Microsoft Entra ID の テナント間アクセス設定とテナント制限

Microsoft Entra ID のテナント間アクセス設定とは

数年前から Microsoft Entra ID もマルチテナント環境における安全な ID 連携機能を拡充しています。その一つがテナント間アクセス設定で2022年7月に一般公開しています。そして、その設定項目に現在プレビュー中のテナントの制限が追加されました。

私自身、何となく設定していたのですが、ちゃんと理解していない部分もあり整理してみました。

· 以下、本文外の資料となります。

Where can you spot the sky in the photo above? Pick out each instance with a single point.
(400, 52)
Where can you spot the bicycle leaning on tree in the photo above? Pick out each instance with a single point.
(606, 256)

Entra ID の管理画面上では、テナント間アクセス設定は External Identities 配下で設定項目として 受信アクセスの設定、送信アクセスの設定、テナントの制限(プレビュー) の三つがあります。

以下のイメージのようにホームテナント(contoso.com)から見て外部のテナント(woodgrove.com, fabrikam.com)のアプリやサービスに対してアクセスを制御します。

「テナント間アクセス設定」は設定できる機能面から以下の二つに分けられます。

1. 「受信アクセスの設定」と「送信アクセスの設定」
2. 「テナントの制限(プレビュー)」

「受信アクセスの設定」と「送信アクセスの設定」は B2B コラボレーションを制御

「受信アクセスの設定」と「送信アクセスの設定」は B2B コラボレーションの設定項目です。以下の機能を使用する場合にテナント間のアクセスを制御します。

1. B2B コラボレーション：ユーザーは外部テナントのユーザーをゲストとしてホームテナントのリソースへのアクセスできるように招待することできます。例えば、contoso.com テナントの teams のチャンネルにアクセスできるように fabrikam.comテナントのユーザーを招待してアクセスを許可することが可能です

2. テナント間同期：テナント管理者によってホームテナントのユーザーをリソーステナント(外部テナント)へ自動的にユーザーを同期させます。同期されたユーザーは、ホームテナントのアカウントで同期先のテナントのリソースにアクセスすることが可能になります

3. B2B 直接接続：テナント間で信頼関係を設定し、シームレスにアクセスを実現する接続になります。上の二つとは大きく異ななり、現時点でこの接続が利用できるのは Teams 共有チャネルのみです

上記の３つのどれも、以下のイメージのように、ユーザー(alice@contoso.com)は必ずホームテナント(contoso.com)で認証後にゲスト招待された(またはテナント同期された)リソーステナント(fabrikam.com)へアクセスします。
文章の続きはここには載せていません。